First, the sequences with ambiguous nucleotides (outgroup 1), short sequences (outgroup 2) and missing sequences (excluded) are removed and the number of “informative” sequences is calculated by subtracting these three groups from the total number of sequences. SequenceTracer performs this calculation automatically whereas the calculation needs to be performed manually if using ElimDupes. The informative group is then divided into hits with a perfect match and hits with mismatches for each primer and probe.

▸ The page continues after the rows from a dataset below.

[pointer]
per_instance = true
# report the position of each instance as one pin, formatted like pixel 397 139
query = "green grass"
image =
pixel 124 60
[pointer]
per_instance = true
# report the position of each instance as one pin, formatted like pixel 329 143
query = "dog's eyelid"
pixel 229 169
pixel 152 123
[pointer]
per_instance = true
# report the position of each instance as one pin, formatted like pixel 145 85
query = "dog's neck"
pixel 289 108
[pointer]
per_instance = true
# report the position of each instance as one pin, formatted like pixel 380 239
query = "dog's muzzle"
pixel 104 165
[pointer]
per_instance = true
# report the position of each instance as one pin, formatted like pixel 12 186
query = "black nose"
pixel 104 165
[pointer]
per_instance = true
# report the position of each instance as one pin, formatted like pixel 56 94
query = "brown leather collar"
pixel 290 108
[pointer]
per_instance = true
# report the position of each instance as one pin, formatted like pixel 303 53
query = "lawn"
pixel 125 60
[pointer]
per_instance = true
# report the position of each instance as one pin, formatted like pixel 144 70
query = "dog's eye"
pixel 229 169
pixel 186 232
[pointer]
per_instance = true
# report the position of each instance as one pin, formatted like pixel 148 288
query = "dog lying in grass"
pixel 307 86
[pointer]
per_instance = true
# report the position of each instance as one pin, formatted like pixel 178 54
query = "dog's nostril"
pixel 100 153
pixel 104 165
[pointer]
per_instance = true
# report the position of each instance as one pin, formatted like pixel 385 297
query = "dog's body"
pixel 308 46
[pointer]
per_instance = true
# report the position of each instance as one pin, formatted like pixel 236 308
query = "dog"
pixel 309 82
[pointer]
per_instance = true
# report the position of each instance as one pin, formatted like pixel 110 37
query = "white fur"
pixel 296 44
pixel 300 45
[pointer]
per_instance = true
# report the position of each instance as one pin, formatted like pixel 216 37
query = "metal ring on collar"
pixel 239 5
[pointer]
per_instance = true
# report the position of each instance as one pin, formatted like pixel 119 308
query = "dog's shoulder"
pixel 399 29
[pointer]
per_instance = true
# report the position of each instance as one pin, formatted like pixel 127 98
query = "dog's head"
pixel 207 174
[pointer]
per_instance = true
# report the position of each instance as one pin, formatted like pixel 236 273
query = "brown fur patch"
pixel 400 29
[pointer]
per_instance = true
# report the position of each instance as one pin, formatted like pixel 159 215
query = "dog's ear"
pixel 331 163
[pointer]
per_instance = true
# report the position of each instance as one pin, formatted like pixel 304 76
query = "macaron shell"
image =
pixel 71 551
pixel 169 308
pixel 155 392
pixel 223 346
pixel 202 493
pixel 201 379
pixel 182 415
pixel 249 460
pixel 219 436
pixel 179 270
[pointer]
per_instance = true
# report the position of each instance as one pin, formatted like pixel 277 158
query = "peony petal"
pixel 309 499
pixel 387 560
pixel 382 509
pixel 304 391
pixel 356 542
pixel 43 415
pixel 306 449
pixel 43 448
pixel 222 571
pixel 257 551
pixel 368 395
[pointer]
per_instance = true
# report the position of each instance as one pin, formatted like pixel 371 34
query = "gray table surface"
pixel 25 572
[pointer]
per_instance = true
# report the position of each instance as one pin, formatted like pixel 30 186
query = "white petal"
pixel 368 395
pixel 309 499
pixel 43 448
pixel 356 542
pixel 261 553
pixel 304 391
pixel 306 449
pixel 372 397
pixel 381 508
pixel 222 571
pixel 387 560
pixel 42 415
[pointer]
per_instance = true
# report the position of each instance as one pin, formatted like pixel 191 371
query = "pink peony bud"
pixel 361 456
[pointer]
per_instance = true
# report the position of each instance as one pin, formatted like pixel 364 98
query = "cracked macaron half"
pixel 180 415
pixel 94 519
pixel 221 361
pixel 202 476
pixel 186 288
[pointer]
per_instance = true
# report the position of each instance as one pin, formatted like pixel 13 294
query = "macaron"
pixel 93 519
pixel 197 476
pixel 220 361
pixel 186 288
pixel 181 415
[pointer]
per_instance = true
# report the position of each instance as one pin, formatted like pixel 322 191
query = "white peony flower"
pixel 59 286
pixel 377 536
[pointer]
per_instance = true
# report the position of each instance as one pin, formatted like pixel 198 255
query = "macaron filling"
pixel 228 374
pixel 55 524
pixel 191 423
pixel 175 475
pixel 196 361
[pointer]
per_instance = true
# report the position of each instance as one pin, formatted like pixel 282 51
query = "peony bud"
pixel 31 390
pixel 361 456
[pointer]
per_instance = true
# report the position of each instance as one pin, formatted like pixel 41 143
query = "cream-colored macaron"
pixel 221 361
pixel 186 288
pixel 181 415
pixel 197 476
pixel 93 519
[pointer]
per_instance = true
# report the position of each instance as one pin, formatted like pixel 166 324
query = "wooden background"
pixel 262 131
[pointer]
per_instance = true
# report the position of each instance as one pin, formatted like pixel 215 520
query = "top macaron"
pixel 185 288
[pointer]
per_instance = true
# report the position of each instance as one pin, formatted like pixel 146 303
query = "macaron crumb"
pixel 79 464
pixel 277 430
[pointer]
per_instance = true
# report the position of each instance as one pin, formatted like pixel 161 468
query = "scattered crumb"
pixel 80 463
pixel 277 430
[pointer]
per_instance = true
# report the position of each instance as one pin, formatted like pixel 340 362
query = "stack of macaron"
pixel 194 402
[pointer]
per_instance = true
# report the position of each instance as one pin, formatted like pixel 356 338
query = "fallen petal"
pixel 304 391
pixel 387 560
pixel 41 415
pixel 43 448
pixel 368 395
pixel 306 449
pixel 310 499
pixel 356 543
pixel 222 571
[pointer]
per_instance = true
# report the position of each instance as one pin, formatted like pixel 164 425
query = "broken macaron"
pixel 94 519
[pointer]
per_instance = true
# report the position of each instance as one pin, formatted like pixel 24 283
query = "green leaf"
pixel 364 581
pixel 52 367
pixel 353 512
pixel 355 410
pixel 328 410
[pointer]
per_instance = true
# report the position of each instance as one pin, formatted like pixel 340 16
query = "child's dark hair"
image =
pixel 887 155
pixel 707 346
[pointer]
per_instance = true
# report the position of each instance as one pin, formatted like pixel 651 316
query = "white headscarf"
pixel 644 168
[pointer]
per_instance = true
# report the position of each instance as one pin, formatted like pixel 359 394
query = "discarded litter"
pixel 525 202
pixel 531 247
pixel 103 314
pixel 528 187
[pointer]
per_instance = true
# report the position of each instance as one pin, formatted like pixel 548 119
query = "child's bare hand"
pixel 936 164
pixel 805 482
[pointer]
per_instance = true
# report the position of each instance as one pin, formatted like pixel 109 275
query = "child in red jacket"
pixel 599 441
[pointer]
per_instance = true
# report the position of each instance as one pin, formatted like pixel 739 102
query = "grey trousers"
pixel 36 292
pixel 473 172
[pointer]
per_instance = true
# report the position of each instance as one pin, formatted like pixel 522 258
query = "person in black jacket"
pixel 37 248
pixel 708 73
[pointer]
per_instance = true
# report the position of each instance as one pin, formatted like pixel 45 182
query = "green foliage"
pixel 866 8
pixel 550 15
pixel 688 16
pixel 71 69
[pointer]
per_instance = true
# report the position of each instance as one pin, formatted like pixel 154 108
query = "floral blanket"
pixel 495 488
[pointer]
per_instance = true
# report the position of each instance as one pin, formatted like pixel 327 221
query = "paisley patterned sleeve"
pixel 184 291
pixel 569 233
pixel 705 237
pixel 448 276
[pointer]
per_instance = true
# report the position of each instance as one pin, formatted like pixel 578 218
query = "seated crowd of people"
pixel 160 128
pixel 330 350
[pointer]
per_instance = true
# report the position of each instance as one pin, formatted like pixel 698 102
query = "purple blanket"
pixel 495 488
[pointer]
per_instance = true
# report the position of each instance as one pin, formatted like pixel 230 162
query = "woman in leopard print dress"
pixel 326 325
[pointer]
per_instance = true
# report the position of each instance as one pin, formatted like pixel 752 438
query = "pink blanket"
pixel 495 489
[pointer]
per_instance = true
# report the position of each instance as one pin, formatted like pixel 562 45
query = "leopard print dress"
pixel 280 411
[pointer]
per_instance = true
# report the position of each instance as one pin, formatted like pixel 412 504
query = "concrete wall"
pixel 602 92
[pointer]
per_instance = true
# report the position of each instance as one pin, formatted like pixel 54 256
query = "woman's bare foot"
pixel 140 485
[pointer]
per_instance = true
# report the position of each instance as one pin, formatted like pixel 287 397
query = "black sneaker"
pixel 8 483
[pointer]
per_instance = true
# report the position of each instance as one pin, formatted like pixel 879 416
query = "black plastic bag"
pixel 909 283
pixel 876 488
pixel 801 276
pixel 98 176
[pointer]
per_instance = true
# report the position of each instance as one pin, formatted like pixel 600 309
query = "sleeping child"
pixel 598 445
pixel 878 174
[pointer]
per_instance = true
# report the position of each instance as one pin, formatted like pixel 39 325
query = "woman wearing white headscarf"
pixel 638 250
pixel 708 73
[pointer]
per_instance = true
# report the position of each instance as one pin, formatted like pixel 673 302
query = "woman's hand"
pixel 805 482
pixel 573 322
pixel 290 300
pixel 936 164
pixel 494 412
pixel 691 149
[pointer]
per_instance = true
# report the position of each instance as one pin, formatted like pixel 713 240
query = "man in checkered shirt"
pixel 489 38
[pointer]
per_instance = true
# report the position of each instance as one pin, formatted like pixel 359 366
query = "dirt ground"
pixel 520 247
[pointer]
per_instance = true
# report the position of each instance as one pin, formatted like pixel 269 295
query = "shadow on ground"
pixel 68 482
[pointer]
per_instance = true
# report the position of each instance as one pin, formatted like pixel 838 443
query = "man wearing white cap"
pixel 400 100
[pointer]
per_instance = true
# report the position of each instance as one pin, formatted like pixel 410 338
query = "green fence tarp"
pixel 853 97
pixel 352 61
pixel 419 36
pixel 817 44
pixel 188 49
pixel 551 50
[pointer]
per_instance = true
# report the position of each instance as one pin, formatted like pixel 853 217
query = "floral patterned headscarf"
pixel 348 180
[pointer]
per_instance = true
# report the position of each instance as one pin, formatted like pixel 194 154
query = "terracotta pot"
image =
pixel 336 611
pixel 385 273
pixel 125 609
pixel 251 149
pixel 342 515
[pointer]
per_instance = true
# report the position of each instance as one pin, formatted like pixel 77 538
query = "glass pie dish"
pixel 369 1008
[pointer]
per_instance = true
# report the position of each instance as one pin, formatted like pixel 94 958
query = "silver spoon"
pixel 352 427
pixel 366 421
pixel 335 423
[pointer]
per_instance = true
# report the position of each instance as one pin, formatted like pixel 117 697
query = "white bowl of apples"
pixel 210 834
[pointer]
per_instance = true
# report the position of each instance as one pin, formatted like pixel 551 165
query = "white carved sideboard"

To minimize the effect of low prevalent variants and sequencing errors in the data on the analysis, we defined a threshold of 0.5% in our original publication (Khan and Cheung, 2020) where only the sequence variants with ≥ 0.5% incidence were further considered. As more high quality viral sequences become available a more stringent threshold (for instance 0.1%) may be defined. Another way of defining a threshold is to include all the mutations in the analysis that occur more than once in different sequencing experiments (Osorio and Correia-Neves, 2020). The number and frequency of the sequences with the perfect match and with mismatches are then calculated from sequences above the defined threshold for each primer and probe. As an example, the analysis of CN-CDC-N forward primer 5′-GGGGAACTTCTCCTGCTAGAAT-3′ (WHO, 2020) is shown in Table 1. The summary of the analysis for 27 previously published PCR assays is presented in Table 2 of our previous publication (Khan and Cheung, 2020).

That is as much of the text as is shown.